There's good reason to believe that Apple's silence means the company's all-important typical fall iPhone launch will follow the usual pattern of a September announcement. Apple has taken a careful approach to the coronavirus since the beginning, warning investors about COVID-19 impacts on business in February last year, more than a month before the World Health Organization declared the pandemic. Apple has also aggressively closed and opened stores as outbreaks have spread through communities around the world. 

Even though Apple's silence may indicate that the next iPhone will land on time this year, it's unlikely to happen during an in-person event. The delta variant of the coronavirus, which has upended lives and economies around the world, has been accelerating its spread, raising questions about when countries and businesses will return to some sense of what's normal.

Even Apple has already told employees it's delaying return-to-office plans, until October at the earliest, mirroring moves from 2020 when companies began shifting schedules in response to worsening conditions.

When it comes to the impact those factors can have on Apple's business, CFO Luca Maestri said supply shortages that hit the iPad and Mac computers earlier this year could get worse.

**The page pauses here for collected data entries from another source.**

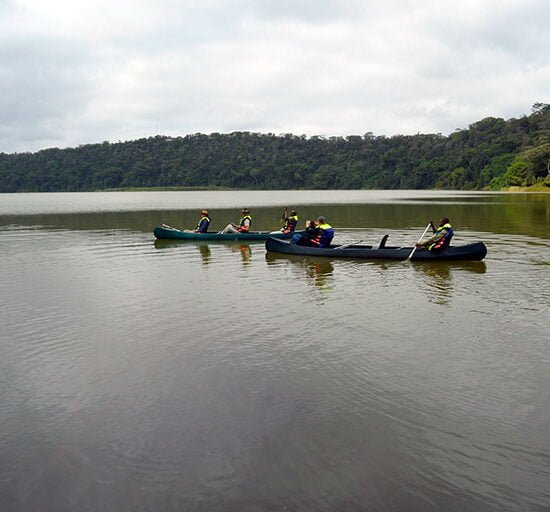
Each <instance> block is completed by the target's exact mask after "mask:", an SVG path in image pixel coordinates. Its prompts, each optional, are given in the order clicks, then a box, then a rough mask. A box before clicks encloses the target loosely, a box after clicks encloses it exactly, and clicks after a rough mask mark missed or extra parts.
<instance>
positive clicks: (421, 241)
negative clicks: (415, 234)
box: [405, 222, 432, 261]
mask: <svg viewBox="0 0 550 512" xmlns="http://www.w3.org/2000/svg"><path fill="white" fill-rule="evenodd" d="M431 225H432V223H431V222H430V223H429V224H428V225H427V226H426V229H425V230H424V233H422V236H421V237H420V238H419V239H418V242H416V243H417V244H419V243H420V242H422V239H423V238H424V235H425V234H426V233H427V232H428V229H430V227H431ZM415 251H416V245H415V246H414V247H413V250H412V251H411V253H410V254H409V256H408V257H407V259H406V260H405V261H409V260H410V259H411V258H412V255H413V254H414V253H415Z"/></svg>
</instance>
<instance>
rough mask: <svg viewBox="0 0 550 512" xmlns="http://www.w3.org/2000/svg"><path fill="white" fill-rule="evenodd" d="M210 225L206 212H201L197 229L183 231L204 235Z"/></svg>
mask: <svg viewBox="0 0 550 512" xmlns="http://www.w3.org/2000/svg"><path fill="white" fill-rule="evenodd" d="M209 225H210V217H209V215H208V210H206V209H205V210H201V213H200V218H199V221H198V222H197V227H196V228H195V229H184V231H185V232H186V233H206V232H207V231H208V226H209Z"/></svg>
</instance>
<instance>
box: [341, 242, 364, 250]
mask: <svg viewBox="0 0 550 512" xmlns="http://www.w3.org/2000/svg"><path fill="white" fill-rule="evenodd" d="M362 241H363V240H356V241H355V242H350V243H349V244H345V245H339V246H338V247H335V249H345V248H346V247H349V246H351V245H357V244H360V243H361V242H362Z"/></svg>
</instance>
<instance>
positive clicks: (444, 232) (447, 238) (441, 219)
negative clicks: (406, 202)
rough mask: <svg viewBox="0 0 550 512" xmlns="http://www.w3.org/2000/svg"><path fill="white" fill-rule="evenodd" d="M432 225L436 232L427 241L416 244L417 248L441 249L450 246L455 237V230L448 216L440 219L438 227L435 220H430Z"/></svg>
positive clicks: (431, 226) (425, 248)
mask: <svg viewBox="0 0 550 512" xmlns="http://www.w3.org/2000/svg"><path fill="white" fill-rule="evenodd" d="M430 226H431V228H432V231H433V233H434V236H432V237H431V238H430V239H429V240H426V241H425V242H419V243H417V244H416V247H417V249H428V250H429V251H441V250H443V249H445V247H449V244H450V243H451V239H452V238H453V235H454V231H453V227H452V226H451V222H450V221H449V219H448V218H447V217H443V218H442V219H440V220H439V224H438V226H437V228H436V227H435V225H434V223H433V221H430Z"/></svg>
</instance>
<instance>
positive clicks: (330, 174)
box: [0, 103, 550, 192]
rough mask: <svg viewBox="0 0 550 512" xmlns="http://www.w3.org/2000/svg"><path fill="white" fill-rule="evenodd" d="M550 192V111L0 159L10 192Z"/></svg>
mask: <svg viewBox="0 0 550 512" xmlns="http://www.w3.org/2000/svg"><path fill="white" fill-rule="evenodd" d="M535 183H541V184H542V185H544V186H547V187H550V105H549V104H546V103H535V104H534V105H533V107H532V112H531V113H530V114H529V115H524V116H522V117H521V118H519V119H509V120H504V119H501V118H495V117H487V118H485V119H482V120H481V121H478V122H476V123H473V124H472V125H470V126H469V127H468V128H467V129H463V130H456V131H455V132H454V133H452V134H450V135H448V136H443V135H441V134H418V135H407V136H405V135H395V136H392V137H386V136H375V135H373V134H372V133H371V132H368V133H366V134H364V135H349V136H346V137H320V136H313V137H306V136H305V135H292V134H284V135H275V134H271V133H269V134H261V133H251V132H234V133H228V134H221V133H212V134H209V135H205V134H200V133H197V134H193V135H187V136H185V137H165V136H155V137H149V138H144V139H139V140H133V141H127V142H118V143H109V142H103V143H100V144H87V145H82V146H79V147H77V148H68V149H57V148H51V149H44V150H41V151H37V152H35V153H13V154H6V153H0V192H58V191H93V190H105V189H117V188H139V187H230V188H244V189H360V188H367V189H431V188H441V189H459V190H460V189H463V190H476V189H478V190H480V189H501V188H503V187H507V186H514V185H519V186H525V185H532V184H535Z"/></svg>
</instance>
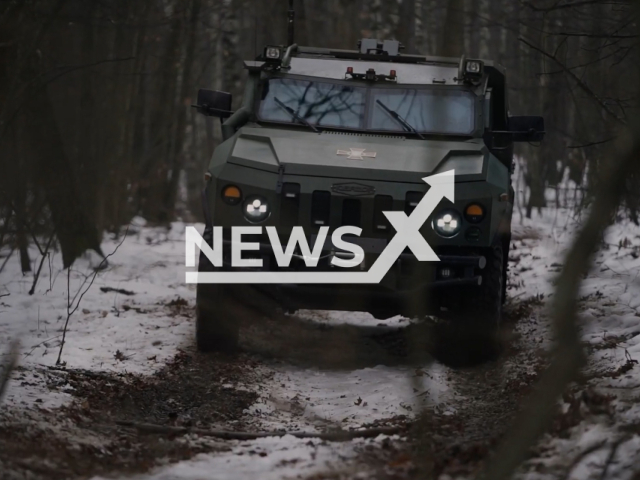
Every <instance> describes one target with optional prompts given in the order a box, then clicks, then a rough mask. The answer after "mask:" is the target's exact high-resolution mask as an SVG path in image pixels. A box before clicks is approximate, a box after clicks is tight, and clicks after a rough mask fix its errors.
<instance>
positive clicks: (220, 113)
mask: <svg viewBox="0 0 640 480" xmlns="http://www.w3.org/2000/svg"><path fill="white" fill-rule="evenodd" d="M231 98H232V95H231V94H230V93H227V92H220V91H218V90H205V89H200V90H198V103H197V104H196V105H191V106H192V107H195V108H197V109H198V113H201V114H202V115H205V116H207V117H218V118H228V117H230V116H231V114H232V113H233V112H232V111H231Z"/></svg>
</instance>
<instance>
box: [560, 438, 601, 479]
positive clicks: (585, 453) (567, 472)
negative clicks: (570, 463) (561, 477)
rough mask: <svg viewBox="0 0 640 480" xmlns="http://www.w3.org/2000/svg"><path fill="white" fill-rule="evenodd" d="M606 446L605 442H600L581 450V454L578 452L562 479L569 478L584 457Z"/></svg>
mask: <svg viewBox="0 0 640 480" xmlns="http://www.w3.org/2000/svg"><path fill="white" fill-rule="evenodd" d="M606 444H607V441H606V440H603V441H601V442H598V443H596V444H594V445H591V446H590V447H589V448H587V449H585V450H583V451H582V452H580V454H579V455H578V456H577V457H576V458H574V459H573V461H572V462H571V464H570V465H569V468H567V473H566V475H565V476H564V478H565V479H566V478H569V476H570V475H571V472H572V471H573V469H574V468H576V466H577V465H578V464H579V463H580V462H581V461H582V460H584V458H585V457H587V456H588V455H591V454H592V453H593V452H595V451H596V450H600V449H601V448H602V447H604V446H605V445H606Z"/></svg>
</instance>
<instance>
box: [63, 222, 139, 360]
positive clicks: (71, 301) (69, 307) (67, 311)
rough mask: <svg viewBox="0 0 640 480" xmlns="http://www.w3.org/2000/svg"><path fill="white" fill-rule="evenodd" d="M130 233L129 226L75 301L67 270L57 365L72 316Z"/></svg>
mask: <svg viewBox="0 0 640 480" xmlns="http://www.w3.org/2000/svg"><path fill="white" fill-rule="evenodd" d="M128 232H129V226H127V230H126V231H125V232H124V235H123V237H122V240H121V241H120V243H119V244H118V245H116V248H115V249H114V250H113V252H111V253H110V254H108V255H107V256H106V257H104V258H103V259H102V261H101V262H100V265H98V267H97V268H96V269H95V270H94V272H93V276H92V277H91V281H90V282H89V285H88V286H87V288H85V289H84V290H82V287H83V286H84V284H85V283H86V281H87V278H88V277H86V278H85V281H84V282H82V285H81V286H80V290H78V292H77V293H76V294H75V296H74V297H73V300H71V266H69V268H67V319H66V320H65V322H64V328H63V329H62V340H61V342H60V350H59V351H58V359H57V360H56V365H60V360H61V358H62V349H63V348H64V342H65V339H66V336H67V327H68V325H69V319H70V318H71V315H73V314H74V313H75V312H76V310H78V307H80V302H82V298H83V297H84V295H85V294H86V293H87V292H88V291H89V289H90V288H91V286H92V285H93V282H94V281H95V279H96V277H97V276H98V274H99V273H100V272H101V271H102V267H103V266H104V265H106V263H107V260H108V259H109V257H111V256H113V255H114V254H115V253H116V252H117V251H118V249H119V248H120V246H121V245H122V244H123V243H124V241H125V240H126V238H127V233H128ZM81 291H82V293H81V294H80V298H78V300H77V301H76V297H77V296H78V293H80V292H81ZM74 303H75V307H74V306H73V304H74ZM72 307H73V308H72Z"/></svg>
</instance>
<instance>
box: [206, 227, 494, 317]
mask: <svg viewBox="0 0 640 480" xmlns="http://www.w3.org/2000/svg"><path fill="white" fill-rule="evenodd" d="M363 240H365V243H366V239H363ZM366 250H367V248H365V261H364V262H363V264H364V267H363V268H362V269H363V270H365V269H369V268H370V267H371V265H372V264H373V263H374V262H375V260H376V259H377V257H378V254H379V252H377V253H373V252H371V251H366ZM223 251H224V252H230V251H231V241H230V240H224V247H223ZM248 253H249V252H248ZM250 253H251V258H260V259H262V264H263V267H262V268H261V269H240V270H245V271H258V270H268V271H274V270H276V269H277V270H279V271H282V270H284V271H309V270H314V271H318V270H325V271H326V270H333V271H335V270H338V271H339V270H342V269H341V268H340V267H334V266H332V265H331V259H332V257H333V256H334V255H340V254H341V253H340V252H335V251H331V250H324V251H323V252H322V255H321V258H320V261H319V263H318V266H317V267H313V268H309V267H306V265H305V263H304V258H303V257H302V256H301V255H300V254H299V252H298V253H295V254H294V255H293V257H292V261H291V263H290V266H289V267H288V268H284V269H281V268H279V267H278V266H277V263H276V261H275V257H274V255H273V250H272V247H271V244H269V243H265V242H259V250H255V251H251V252H250ZM345 253H346V252H345ZM437 253H439V258H440V261H439V262H418V261H417V260H416V258H415V257H414V256H413V254H412V253H411V252H409V251H407V252H405V253H403V254H401V255H400V257H399V258H398V260H397V261H396V262H395V264H394V266H393V267H392V268H391V269H390V270H389V272H388V273H387V275H386V276H385V277H384V279H383V280H382V281H381V282H380V283H379V284H373V285H364V284H356V285H354V284H330V285H327V284H295V283H291V284H276V285H272V284H270V285H259V284H256V285H228V286H225V288H226V289H228V292H229V294H230V295H233V296H236V297H238V300H243V299H246V298H247V296H251V297H263V298H265V299H268V301H269V302H271V303H275V304H277V305H279V306H281V307H282V308H283V309H285V310H290V311H295V310H300V309H322V310H350V311H369V312H372V313H373V312H383V314H386V315H389V316H392V315H395V314H398V313H403V314H407V315H412V314H414V313H415V312H421V313H437V311H438V306H437V302H433V301H430V298H432V297H438V296H439V295H440V293H441V292H443V290H449V289H455V288H457V287H477V286H479V285H480V284H481V283H482V271H483V269H484V268H485V266H486V258H485V257H484V256H483V255H480V254H477V253H474V252H466V251H460V252H458V253H453V252H446V253H441V252H437ZM223 258H224V266H223V267H222V270H226V271H238V270H239V269H238V268H231V265H230V258H229V257H228V256H227V255H224V256H223ZM207 264H208V262H207V260H206V257H204V256H203V255H201V259H200V271H207V270H209V269H208V268H206V265H207ZM209 265H210V264H209ZM210 268H212V267H210ZM356 268H357V269H360V268H361V267H356ZM344 270H345V271H348V269H344ZM205 291H206V287H205V288H203V289H202V292H203V293H204V292H205ZM427 305H430V306H431V307H433V308H425V306H427Z"/></svg>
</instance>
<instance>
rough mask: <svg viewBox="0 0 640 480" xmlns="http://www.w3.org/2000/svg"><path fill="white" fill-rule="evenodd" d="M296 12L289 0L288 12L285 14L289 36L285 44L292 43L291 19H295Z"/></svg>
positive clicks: (292, 4)
mask: <svg viewBox="0 0 640 480" xmlns="http://www.w3.org/2000/svg"><path fill="white" fill-rule="evenodd" d="M295 16H296V12H295V10H294V9H293V0H289V12H288V14H287V19H288V25H289V38H288V41H287V45H293V42H294V38H293V20H294V19H295Z"/></svg>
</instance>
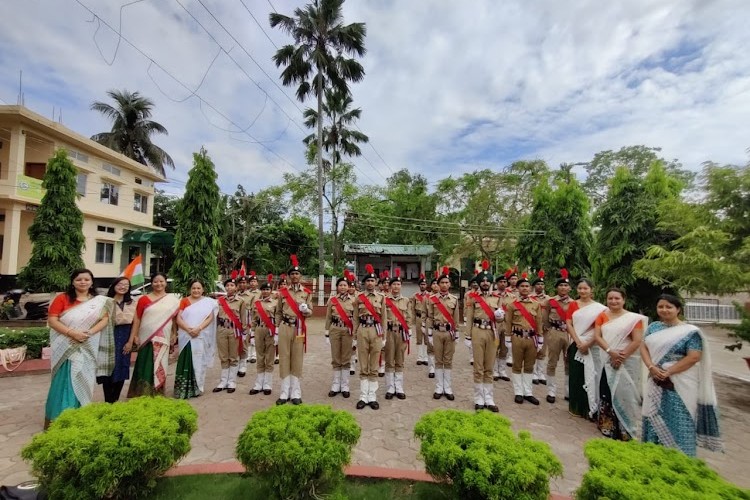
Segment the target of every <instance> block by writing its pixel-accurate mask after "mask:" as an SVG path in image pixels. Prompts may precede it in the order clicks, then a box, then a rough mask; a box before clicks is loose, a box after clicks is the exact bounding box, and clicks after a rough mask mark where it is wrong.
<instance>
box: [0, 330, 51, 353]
mask: <svg viewBox="0 0 750 500" xmlns="http://www.w3.org/2000/svg"><path fill="white" fill-rule="evenodd" d="M22 345H25V346H26V359H39V358H41V357H42V348H43V347H47V346H49V328H47V327H46V326H33V327H27V328H24V327H19V328H8V327H0V349H7V348H9V347H21V346H22Z"/></svg>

The component shortages also appear to have forced companies to spend more on shipping, in efforts to get products to customers as fast as possible. Cook noted that though component costs broadly have dropped, Apple is "paying more for freight than I'd like to pay."

Still, Cook declined to predict broader trends about what this all means. "We're going to take it sort of one quarter at a time, and as you would guess, we'll do everything we can to mitigate whatever set of circumstances we're dealt."